Owning a property involves a lot more than just having your name on the area of ground in question.
In order to be able to use and enjoy the property fully, you may need a number of additional rights, such as a right of way for access to the property from the public roadway or rights for the supply of water, drainage, or services to the property.
These rights of way and other similar rights are called easements.
Many easements are created by deeds when properties are built, bought, and sold and are registered on the title to the property.
However, many other easements, particularly in rural settings, are not based on deeds and registered, but are based on long usage, i.e. the rights have been used for many years into the past without issue and continue to be used on this basis.
Such rights by long usage are perfectly acceptable and legally binding, many properties depend on these rights for access and so forth.
Up until 2009, where such rights had been used in this way for over 20 years, it was standard practice simply to obtain a declaration from the owner or previous owners of the property to confirm that any such rights serving the property had been in existence for over 20 years and continued to be used on that basis.
In 2009 the law was changed, a new system for the creation of such rights over time was introduced and it was made a requirement that such rights be registered.
A transitional period was introduced in 2009 to allow the old system for establishing these rights to continue. This transitional period was initially for a period of 3 years, but was then extended for 12 years. And that period is now due to expire on 1 December 2021.
So what does this mean for you if you are a property owner?
The change to the law in 2009 reduced the period required to establish an easement by long usage from 20 years to 12.
So, if rights that your property benefited from in 2009 have continued to be exercised since that date without objection or interruption, it may well be the case that there is nothing that needs to be done immediately unless you have plans to sell or refinance the property in the short to medium term.
However, one of the problems with the change to the law in 2009 was that in introducing the new 12 year period it did not allow any older periods of usage arising before 2009 to be added.
Therefore, if the right had been used for over 20 years prior to 2009, this period could not be added in calculating how long the period has been exercised from 2009 in order to establish an easement under the new law.
In other words, you now need to have 12 unbroken years since 2009 in order to establish an easement under the new law.
So, say for instance, if the owner of the land over which the easement runs has objected to its use since 2009 or there has been any interruption of this usage since that time, then there may not be the 12 continuous years of usage necessary to establish the right under the new law before 1 December 2021.

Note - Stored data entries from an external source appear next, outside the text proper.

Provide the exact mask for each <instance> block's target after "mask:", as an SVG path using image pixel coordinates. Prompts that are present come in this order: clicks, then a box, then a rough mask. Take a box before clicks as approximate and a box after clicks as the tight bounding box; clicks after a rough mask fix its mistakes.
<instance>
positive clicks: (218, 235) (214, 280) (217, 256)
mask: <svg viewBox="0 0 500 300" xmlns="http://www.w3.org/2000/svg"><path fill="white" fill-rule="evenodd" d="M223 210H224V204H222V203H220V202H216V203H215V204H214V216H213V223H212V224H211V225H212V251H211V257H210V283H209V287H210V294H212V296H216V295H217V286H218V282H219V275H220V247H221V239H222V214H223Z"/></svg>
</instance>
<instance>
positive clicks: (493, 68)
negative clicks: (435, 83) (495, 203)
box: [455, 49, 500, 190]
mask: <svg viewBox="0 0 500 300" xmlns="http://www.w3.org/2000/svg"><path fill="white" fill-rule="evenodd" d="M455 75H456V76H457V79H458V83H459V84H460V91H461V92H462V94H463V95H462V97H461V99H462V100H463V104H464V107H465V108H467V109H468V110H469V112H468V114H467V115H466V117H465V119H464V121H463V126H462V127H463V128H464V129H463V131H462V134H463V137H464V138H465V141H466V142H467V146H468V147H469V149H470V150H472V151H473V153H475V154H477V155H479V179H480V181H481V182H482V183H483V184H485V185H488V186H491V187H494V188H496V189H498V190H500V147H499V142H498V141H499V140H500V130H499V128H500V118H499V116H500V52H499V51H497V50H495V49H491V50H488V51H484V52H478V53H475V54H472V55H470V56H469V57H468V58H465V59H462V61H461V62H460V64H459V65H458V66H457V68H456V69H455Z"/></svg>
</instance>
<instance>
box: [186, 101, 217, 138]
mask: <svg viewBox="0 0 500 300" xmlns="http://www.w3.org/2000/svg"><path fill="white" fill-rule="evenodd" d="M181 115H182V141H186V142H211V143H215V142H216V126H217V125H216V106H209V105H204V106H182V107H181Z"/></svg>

Similarly, if the owner of the land over which the easement runs has lost mental capacity, for instance, if they suffered from Alzheimer’s disease, then the clock would have stopped running against them for the purposes of calculating time of usage of the easement since 2009 and it may not now be possible to have acquired the necessary period of usage before the December deadline.
In addition, there are particular issues when it comes to land owned by the State or land forming part of the foreshore, for which much longer periods of time were required to establish easements by long usage.
So, what do you need to do?
In many cases, you may not need to do anything immediately, for instance, if the rights have continued to be used uninterrupted without issue since 2009 and there are no issues with the mental capacity of the person who owns the land over which the rights run.
Indeed, it may well be that the current deadline of 1 December 2021 may be extended as a number of bodies, including the Law Society of Ireland, are recommending to the Government that this deadline should be put back while the complexity of the issues arising are analyzed in more detail.
Meanwhile, the following situations seem to us to be ones in which you may need to take action if the deadline of 1 December 2021 remains as currently proposed:
- If you have plans to sell or refinance your property in the short to medium term. In that case, the question of any easements acquired by long usage will certainly come up and the purchaser or lender may insist on them being registered.
- If you are aware of any issue or objection in relation to the continued usage of the easement. For instance, if the owner of the property over which the easement runs has objected to the use of the easement or tried to prevent its use either physically or by objection in writing.
- If the owner of the property over which the easement runs has mental capacity issues so that time would not run against them for the purposes of establishing the right since 2009.
- If there has been any interruption to the usage of the easement since 2009.
- If the easement runs over land comprising foreshore or land owned by the State.
However, the situation is complex and all that we can do here is provide you with a very brief overview and summary.
If you have any concerns about whether this requires action in relation to your property, you should obtain legal advice relating to your specific circumstances as the correct approach will depend on the individual facts of each case.